Work has begun in Charlotte on a $20 million rental subsidy endowment to help homeless families, with a particular focus on veterans and low-income families with children in need of short-term support. “Nonprofit and government programs for the homeless will be streamlined to create a single intake system where all homeless families will be evaluated for the best housing program to suit their needs.” The City Council and private donors will each provide half of the funding, and “Mecklenburg County will supply thousands of dollars more for social services to help the families avoid falling back into homelessness.” Charlotte agencies working with homeless families, including the Charlotte Housing Authority, are the same ones that will benefit from the endowment, which CHA’s CEO Fulton Meachem says comes at a time when there are 114 homeless families on the agency’s waiting list. Sequestration has cut $2.5 million from CHA, resulting in layoffs and furloughs. “But at the end of the day, we still have a responsibility to provide quality homes for people in need,” Meachem says. “There’s no question we’ll be applying to the endowment.” (June 24)

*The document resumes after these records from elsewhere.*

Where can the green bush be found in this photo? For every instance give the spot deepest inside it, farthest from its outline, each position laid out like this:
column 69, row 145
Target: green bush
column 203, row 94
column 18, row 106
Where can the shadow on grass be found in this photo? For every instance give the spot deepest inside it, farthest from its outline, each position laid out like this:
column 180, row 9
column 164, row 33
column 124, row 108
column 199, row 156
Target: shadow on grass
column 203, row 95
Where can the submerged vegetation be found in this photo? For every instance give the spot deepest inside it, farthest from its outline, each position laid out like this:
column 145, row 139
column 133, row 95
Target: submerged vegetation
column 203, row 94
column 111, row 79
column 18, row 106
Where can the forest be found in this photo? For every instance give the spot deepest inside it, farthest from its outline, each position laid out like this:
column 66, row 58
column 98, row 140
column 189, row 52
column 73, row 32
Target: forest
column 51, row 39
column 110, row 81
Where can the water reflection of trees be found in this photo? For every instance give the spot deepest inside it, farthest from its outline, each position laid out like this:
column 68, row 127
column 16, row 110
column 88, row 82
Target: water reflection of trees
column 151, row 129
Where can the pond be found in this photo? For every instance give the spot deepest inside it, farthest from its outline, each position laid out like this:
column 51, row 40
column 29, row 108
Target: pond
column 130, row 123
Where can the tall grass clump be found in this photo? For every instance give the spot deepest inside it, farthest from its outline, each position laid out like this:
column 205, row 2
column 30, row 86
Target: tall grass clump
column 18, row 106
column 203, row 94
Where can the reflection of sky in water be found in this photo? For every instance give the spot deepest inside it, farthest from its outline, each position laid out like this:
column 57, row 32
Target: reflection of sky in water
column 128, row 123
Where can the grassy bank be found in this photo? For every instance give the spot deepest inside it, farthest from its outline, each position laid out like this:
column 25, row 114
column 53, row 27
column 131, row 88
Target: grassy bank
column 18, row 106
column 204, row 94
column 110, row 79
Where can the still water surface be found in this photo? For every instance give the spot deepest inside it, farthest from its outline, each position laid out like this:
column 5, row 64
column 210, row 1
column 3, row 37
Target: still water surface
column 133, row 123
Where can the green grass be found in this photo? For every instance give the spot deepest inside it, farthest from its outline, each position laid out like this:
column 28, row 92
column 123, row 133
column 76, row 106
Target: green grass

A football-loving dad and resident of Richmond Redevelopment and Housing Authority's Hillside Community was just looking for someone to catch his throws, but he became a community leader and gave local kids a rare chance to be part of a team. With the help of friends and a recreational coordinator for the Hillside Court Partnership, Tony Lee created the Southside Soldiers, formal football program and the first organized sports team in the area’s memory. The football team and the accompanying cheerleading program have a focus on community enrichment, not just athletic accomplishment: participants had to write essays about why they wanted to join, promise to maintain their grades, and agree to do community service. It was a rough first season, but the team members refused to be discouraged, and they continue to tackle life's challenges and break down barriers through their participation. (June 21)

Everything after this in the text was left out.